Second, Canada should consider the demographic trends, which in the long run are quite important in terms of labour shortages, even though in the next couple of years we will be challenged by a contracting U.S. economy.

The separation of employment insurance into a separate fund, which the last budget has introduced, I think gives opportunities to rethink EI reform to put it more on an insurance basis. Employment insurance provides important insurance to help people cope with job loss, but also gives them an opportunity to adjust to new jobs, and that is where retraining programs could be useful.

It should also be changed to reduce contribution rates on businesses that do not lay off workers as much. This has been referred to as experience rating and is used quite well in worker compensation programs at the provincial level. In the case of unemployment insurance worldwide, the United States has practised experience rating for many years now.

Third, Canada should look at the tax treatment of small businesses, which undermines growth and job creation. Incentives such as the lifetime capital gains exemption and the small business deduction tend to impose a penalty on growth, since incentives are lost above a threshold or when the small business becomes public. Instead, small business incentives should be developed to improve growth prospects, such as the U.S. half capital gains tax reduction for investors holding initial public share offerings, for a certain number of years.

Fourth, the federal government could encourage provincial tax reforms by providing a grant for those provinces that undertake sales tax reforms through adopting a value-added tax similar to the GST. This was done more than ten years ago for the Atlantic provinces, and it would be good if Ontario, British Columbia, Saskatchewan, Manitoba, and Prince Edward Island all fixed up their antiquated sales tax systems, which are distortionary and less elastic with growth in the economy.

Fifth, many of the above proposals suggested will cost money at a time of a slowing economy. The finance minister would like to avoid deficits and should do so, and to help pay for tax reforms, the federal fuel excise tax should be converted into a true broad-based environmental tax that would be comprehensive and affect all regions of the economy in a fair and neutral manner. The revenues could be used to reduce corporate and personal income tax as well as being used to support investments to new technologies needed by businesses to deal with environmental costs.
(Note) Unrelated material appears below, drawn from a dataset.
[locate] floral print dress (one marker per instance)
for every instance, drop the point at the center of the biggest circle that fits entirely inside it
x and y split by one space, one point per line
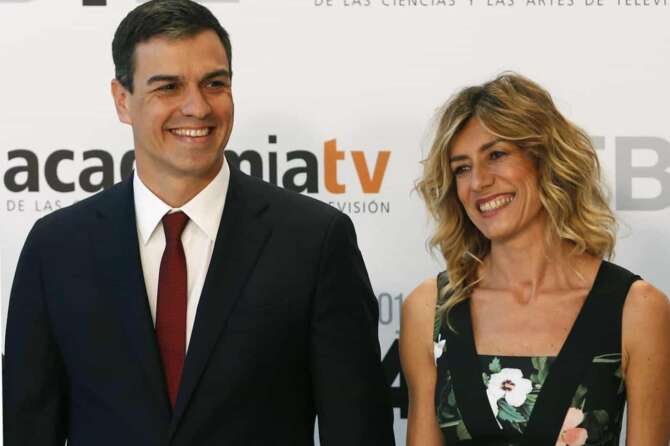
574 399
And that, sir, is what I would like to mention as the main issues that I want to cover today.

3:35 p.m.

Conservative

The Chair Conservative Rob Merrifield

Thank you very much for that.

We'll now move on to Kevin Milligan, assistant professor, economics department, the University of British Columbia. Mr. Milligan, the floor is yours.

3:35 p.m.

Kevin Milligan Assistant Professor, Economics Department, University of British Columbia

Thank you very much, and thank you for the invitation to speak to the committee.

I'm pleased that the committee has a really broad mandate, because while details are important, it's also useful to maintain a focus on the long-term target, which is a tax system that raises revenue in the most efficient and equitable way possible.

I'm going to start my presentation with five quick suggestions and then move on to a broader proposal.

First, on the GST, strong efforts should be made to harmonize the GST with provincial retail sales taxes in provinces that have not done so. Evidence strongly suggests that business investment would grow.

Second, on capital gains, the proposal to allow deferral of capital gains needs really careful consideration. As the income trust experience has shown us, problems can arise when one type of capital income is taxed differently from other types.

Third, the extension of boutique tax credits for expenditures such as sports and transit passes should stop. While these might be popular in some circles, I don't think they're a good tax policy.

Fourth, I urge you to consider a role for environmental taxation. Environmental taxes are supported by a very broad spectrum of economists. The recent initiatives of the government here in British Columbia in this area should provide some encouragement to our federal politicians in this area.

Fifth and finally, I would like to address the issue of deductibility for registered education savings plans. I understand that legislatively this has been killed. Good. As tax policy, this idea of RESP deductibility is folly, and as education policy, it is farce.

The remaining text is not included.